In Italia il vaccino è disponibile da un mese e la Lombardia ha fatto da apripista: il 15 aprile
ha indetto una gara per l’approvvigionamento del vaccino. Il 3 maggio GSK si è aggiudicata
a favore della Regione la fornitura del vaccino.

Il ruolo dei medici di medicina generale

Un ruolo fondamentale nella somministrazione del vaccino sarà sicuramente svolto dai
medici di medicina generale, come osserva Tommasa Maio, Segretario Nazionale
Federazione Italiana Medici di Medicina Generale Continuità Assistenziale (FIMMG).

“L’efficacia dei medici di medicina generale in ambito preventivo è ormai storicamente
dimostrata” commenta Maio. “Il Covid ha reso ancora di più evidente questo ruolo: mentre i
dipartimenti di prevenzione in molte regioni hanno sospeso all’insorgere della pandemia le
attività di prevenzione vaccinale, i medici di medicina generale, nei loro 60.000 studi
capillarmente distribuiti sul territorio, hanno continuato a fare counselling, educazione alla
prevenzione delle malattie croniche, a somministrare vaccini agli adulti, attività culminata
in autunno quando siamo riusciti a vaccinare in sicurezza oltre 11 milioni di Italiani per
l’influenza in appena 10 settimane, nonostante si fosse in piena seconda ondata Covid e
nonostante non fossimo stati vaccinati contro il Covid”.

Proprio in virtù della loro presenza capillare nel territorio e della frequenza con cui
incontrano gli assistiti che hanno più di 65 anni (almeno una volta al mese), possono essere
coinvolti in modo ampio nella campagna di vaccinazione contro l’HZ.

Il ruolo dell’Italia

“L’emergenza ci ha insegnato l’importanza di non abbassare la guardia e di preservare i
servizi essenziali per proteggere tutti, dando un nuovo significato alla vaccinazione
dell’adulto come persona di cui proteggere sia qualità di vita che ruolo nella società –
sottolinea Fabio Landazabal, Presidente e AD GSK Italia. – Trasformando le prospettive di
chi è a rischio di Herpes Zoster rinnoviamo la nostra promessa di costruire innovazione
reale per i pazienti, partendo proprio dalle nostre eccellenze di ricerca e produzione in
Toscana da dove il vaccino viene prodotto e distribuito in tutto il mondo”.
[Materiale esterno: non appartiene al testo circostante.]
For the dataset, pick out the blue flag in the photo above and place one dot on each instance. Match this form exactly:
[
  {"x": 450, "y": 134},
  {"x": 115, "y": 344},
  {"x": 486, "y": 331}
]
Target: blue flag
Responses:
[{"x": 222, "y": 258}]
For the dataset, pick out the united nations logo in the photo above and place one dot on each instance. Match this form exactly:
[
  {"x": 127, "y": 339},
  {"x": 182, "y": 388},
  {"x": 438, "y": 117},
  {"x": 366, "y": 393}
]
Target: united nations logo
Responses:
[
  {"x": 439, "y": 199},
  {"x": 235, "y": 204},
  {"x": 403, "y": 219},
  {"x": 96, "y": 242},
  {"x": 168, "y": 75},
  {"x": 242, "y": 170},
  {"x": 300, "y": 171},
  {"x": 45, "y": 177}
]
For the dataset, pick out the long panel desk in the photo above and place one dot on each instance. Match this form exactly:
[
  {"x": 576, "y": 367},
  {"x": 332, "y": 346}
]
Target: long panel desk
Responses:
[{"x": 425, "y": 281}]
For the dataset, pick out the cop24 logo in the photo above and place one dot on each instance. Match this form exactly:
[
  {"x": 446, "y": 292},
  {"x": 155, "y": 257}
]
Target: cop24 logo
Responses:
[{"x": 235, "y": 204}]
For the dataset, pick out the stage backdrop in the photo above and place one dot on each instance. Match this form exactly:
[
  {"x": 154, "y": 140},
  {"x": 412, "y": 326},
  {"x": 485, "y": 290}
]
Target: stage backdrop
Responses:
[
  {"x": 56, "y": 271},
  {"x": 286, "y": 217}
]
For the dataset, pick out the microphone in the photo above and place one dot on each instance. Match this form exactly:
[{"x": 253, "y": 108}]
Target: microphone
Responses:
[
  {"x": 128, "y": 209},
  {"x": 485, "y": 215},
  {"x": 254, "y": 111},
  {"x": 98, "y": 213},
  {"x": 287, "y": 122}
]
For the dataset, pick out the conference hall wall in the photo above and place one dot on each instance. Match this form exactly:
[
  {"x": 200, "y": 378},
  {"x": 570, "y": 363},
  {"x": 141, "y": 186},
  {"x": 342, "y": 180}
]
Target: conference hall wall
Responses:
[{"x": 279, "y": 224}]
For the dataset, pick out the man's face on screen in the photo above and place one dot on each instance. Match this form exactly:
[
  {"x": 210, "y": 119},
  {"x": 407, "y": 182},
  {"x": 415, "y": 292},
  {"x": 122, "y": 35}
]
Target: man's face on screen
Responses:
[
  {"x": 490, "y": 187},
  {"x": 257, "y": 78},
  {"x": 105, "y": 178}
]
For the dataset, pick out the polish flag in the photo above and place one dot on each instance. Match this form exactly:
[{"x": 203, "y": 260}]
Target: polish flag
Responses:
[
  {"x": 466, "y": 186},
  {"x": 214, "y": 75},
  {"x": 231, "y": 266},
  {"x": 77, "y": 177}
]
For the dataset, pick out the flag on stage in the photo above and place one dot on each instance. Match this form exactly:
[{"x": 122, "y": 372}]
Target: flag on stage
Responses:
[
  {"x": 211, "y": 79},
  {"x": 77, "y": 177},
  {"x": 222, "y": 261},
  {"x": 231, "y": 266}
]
L’Italia gioca un ruolo importante nella produzione del vaccino così come è stata
protagonista degli studi che hanno portato alla sua approvazione. Nel Paese, infatti, sono
stati condotti 5 studi clinici registrativi con il coinvolgimento di 47 centri. “La lunga
tradizione italiana in campo vaccinale e di sanità pubblica ha fatto sì che siamo stati e siamo
in prima linea anche nello sviluppo clinico del vaccino”, racconta Giancarlo Icardi,
Professore Ordinario di Igiene presso l’Università di Genova. I diversi trial clinici condotti
confluiscono ora nello studio ZOE LTFU, di follow-up a lungo termine che finirà nel 2023.